Apesar da contrariedade exposta por Moraes, os elementos destacados acima, desde o convite às federações empresariais, mostram que o governo de fato se utilizou de recursos oferecidos por atores não estatais para garantir a aprovação da proposta. Isso ficará mais evidente nas próximas páginas, mas o que importa aqui é demonstrar a ação deliberada do Executivo, durante a condução política do processo, de buscar recursos capazes de contribuir na tomada de decisão. Ainda que não se possa falar em um modelo de governança instituído como uma política de governo, há evidências de que o Estado buscou informalmente cooperação fora de seus limites, como aborda a escola da governança, citada no segundo capítulo deste trabalho.

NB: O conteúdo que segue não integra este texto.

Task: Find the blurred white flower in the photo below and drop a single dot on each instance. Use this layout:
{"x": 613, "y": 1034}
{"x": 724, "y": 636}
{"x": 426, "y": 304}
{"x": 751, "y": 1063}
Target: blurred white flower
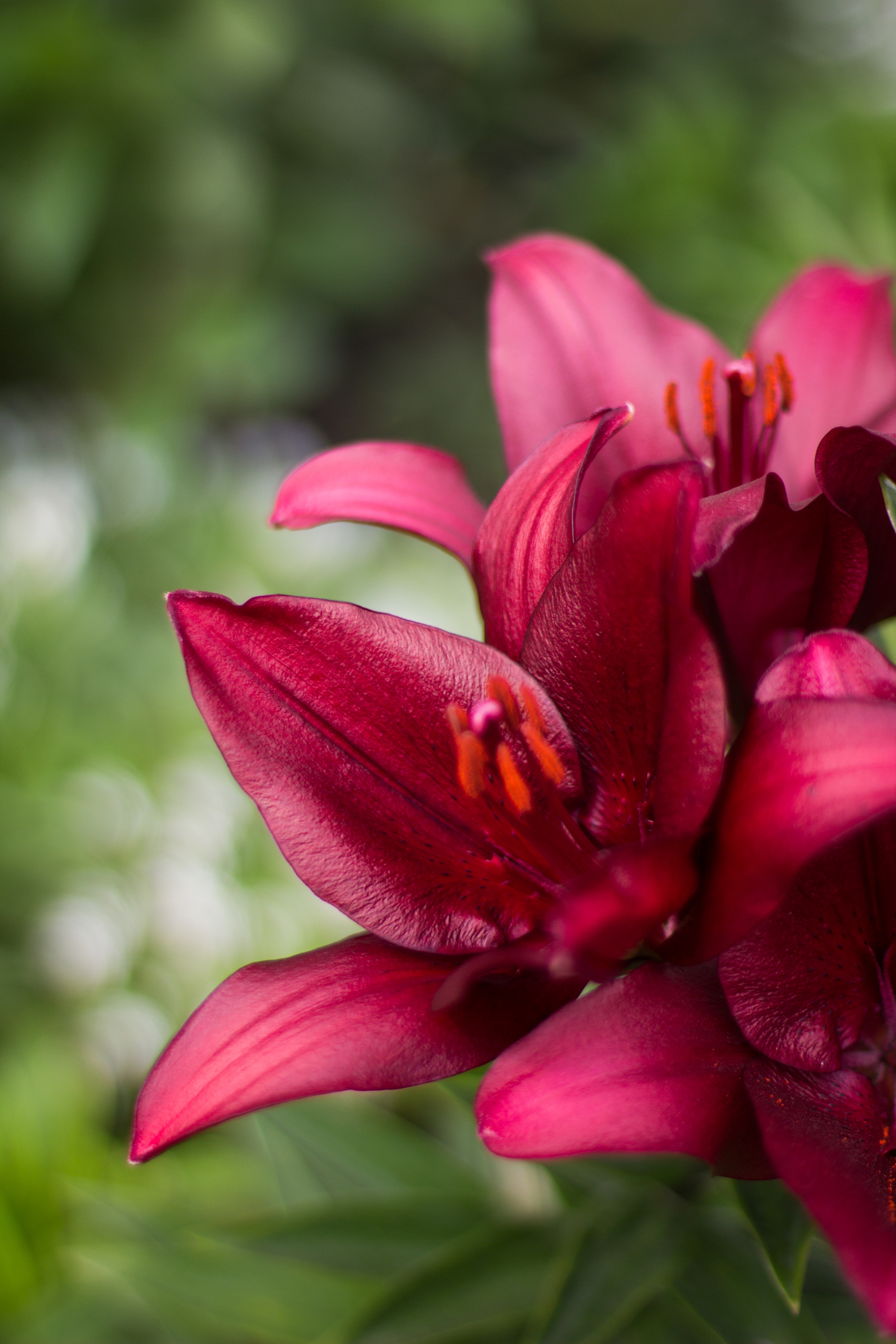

Por outro lado, uma imobilidade do governo em direção a atores não estatais não significa automaticamente a inexistência de uma rede. Essa pesquisa aponta para a noção de que um arranjo decisório tem autonomia em relação à vontade do Estado. Isso porque atores não estatais formam cadeias de participação sem necessariamente entrar em contato direto com o Executivo. Esse cenário aparece, por exemplo, quando o foco está sobre o grupo do movimento sindical. Questionado sobre o envolvimento de sindicatos no debate sobre Oscips, Schüler soube mencionar três entidades: Sindicato dos Artistas e Técnicos de Espetáculos de Diversões (Sated), Sindicato dos Empregados em Empresas de

Assessoramento, Perícias, Informações e Pesquisas e de Fundações Estaduais (Semapi) e a representação dos funcionários no conselho deliberativo da Fundação Cultural Piratini, que reúne as emissoras TVE e FM Cultura. No entanto, a pesquisa demonstrou a existência um número de sindicatos seis vezes maior.

Trata-se de um cenário que aponta para os fundamentos oferecidos pela escola de intermediação de interesses, também detalhada no segundo capítulo. Essa corrente enxerga as redes como uma ferramenta analítica para examinar relações entre o Estado e organizações da sociedade civil. Pela interpretação oferecida por Santos (2002), seria possível afirmar tratar-se de uma rede neopluralista, que prevê acesso aberto ao processo político e à arena de formulação de políticas, com competição entre atores e independência deles em relação à vontade do Estado.